The 20th Anniversary Edition of the bestselling classic with a new foreword by Wade Davis.
"Tim’s journeys took him not only to Asia, but into an inner world of spirit and faith. He has lived on the streets of India, pursued the Dharma in Himalayan monasteries, and joined the community of monks at Wat Pah Nanachat in the jungles of Thailand – a commitment detailed with such humour, honesty and grace in What the Buddha Never Taught".
– Wade Davis, author of The Wayfinders, from the new foreword.
There is a place in the jungles of northeastern Thailand where Westerners can live according to the monastic rules laid down over 2,500 years ago by the Buddha. Author and journalist Tim Ward sought enlightenment and spent a season in this unique Buddhist monastery-one of the strictest in Southeast Asia. His affectionate "behind the robes" book about the rigors and foibles of monastic life at Wat Pah Nanchat has become a modern Buddhist classic.
How does a monk handle coming face to face with a cobra coiled behind a toilet door? Can Mr. Chicago - a former real estate tycoon - really find liberation in a 10" X 10" wooden hut? How does a would-be-monk manage to meditate with the incessant clouds of mosquitoes hovering overhead, when the precepts prohibit killing all sentient beings? And how do Tim and the others react when Thai villagers put a Mars Bar in their begging bowls?
By turns humorous, iconoclastic and inspiring, What the Buddha Never Taught was a best seller in Canada, a Book of the month selection in the US, and has been translated into five languages, and used as a university text for classes in Asian and Religious studies.

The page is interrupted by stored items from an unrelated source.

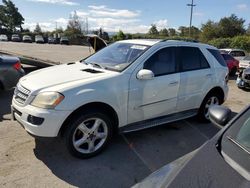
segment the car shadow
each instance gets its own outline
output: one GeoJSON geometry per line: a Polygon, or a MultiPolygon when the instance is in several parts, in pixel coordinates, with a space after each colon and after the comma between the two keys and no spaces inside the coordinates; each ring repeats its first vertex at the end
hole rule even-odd
{"type": "Polygon", "coordinates": [[[0,122],[4,120],[11,120],[11,100],[14,93],[14,89],[1,91],[0,90],[0,122]]]}
{"type": "Polygon", "coordinates": [[[70,185],[130,187],[161,166],[197,149],[218,132],[211,124],[199,127],[201,130],[197,131],[185,121],[178,121],[120,134],[101,154],[90,159],[72,157],[60,138],[36,139],[34,154],[55,176],[70,185]],[[212,129],[209,137],[202,136],[201,132],[209,129],[212,129]]]}
{"type": "Polygon", "coordinates": [[[37,159],[71,186],[130,187],[151,173],[121,136],[116,136],[101,154],[90,159],[71,156],[59,138],[35,139],[35,144],[37,159]]]}

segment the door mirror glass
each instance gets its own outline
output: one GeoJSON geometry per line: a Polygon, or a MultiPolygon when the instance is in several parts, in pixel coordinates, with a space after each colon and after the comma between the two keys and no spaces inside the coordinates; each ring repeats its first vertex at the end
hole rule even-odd
{"type": "Polygon", "coordinates": [[[210,121],[219,128],[225,126],[231,119],[231,110],[224,106],[213,105],[208,113],[210,121]]]}
{"type": "Polygon", "coordinates": [[[137,73],[137,78],[139,80],[152,80],[154,73],[151,70],[142,69],[137,73]]]}

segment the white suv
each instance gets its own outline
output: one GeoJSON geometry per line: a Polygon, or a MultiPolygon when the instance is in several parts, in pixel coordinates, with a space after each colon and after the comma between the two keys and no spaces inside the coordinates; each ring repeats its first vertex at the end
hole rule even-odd
{"type": "Polygon", "coordinates": [[[116,42],[86,59],[20,79],[12,114],[32,135],[62,135],[69,151],[99,153],[129,132],[198,115],[227,97],[228,68],[215,47],[175,40],[116,42]]]}

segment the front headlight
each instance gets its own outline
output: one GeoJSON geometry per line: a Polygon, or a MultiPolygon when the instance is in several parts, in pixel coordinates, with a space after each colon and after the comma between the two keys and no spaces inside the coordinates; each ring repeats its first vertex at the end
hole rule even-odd
{"type": "Polygon", "coordinates": [[[61,93],[57,92],[43,92],[39,93],[34,100],[31,102],[32,106],[53,109],[55,108],[62,100],[64,96],[61,93]]]}

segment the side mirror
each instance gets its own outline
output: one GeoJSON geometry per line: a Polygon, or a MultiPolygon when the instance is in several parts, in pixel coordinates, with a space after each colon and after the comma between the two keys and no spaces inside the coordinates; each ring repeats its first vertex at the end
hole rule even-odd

According to Ward's delightful account of a stay in a Buddhist monastery in Thailand, there are many things that the Buddha never taught. One is the extreme rigor of the Pah Nanachat monastery, involving rising at 3 a.m. for chanting, walking on gravel roads in bare feet and eating only one meal a day. Another, Ward concludes, is that all this self-denial and sacrifice is ultimately hollow. The final lesson is the redemptive power of laughter. Ward, a Canadian journalist, traveled around Asia for six years, eventually winding up at Pah Nanachat, which was built to spread Theravada Buddhism to farangs (or non-Thais). Among the motley crew the author finds at the monastery are an ex-gospel singer from England, a former accountant from China and a former real estate millionaire from Chicago. The head monk is an Australian who used to play jazz guitar in his last life. The book is Ward's affectionate, and often very humorous, account of his sojourn in this place of meditation and renunciation. The volume could have been improved by some sharp editing, but its little redundancies and repetitions help capture the often monotonous life of the monk.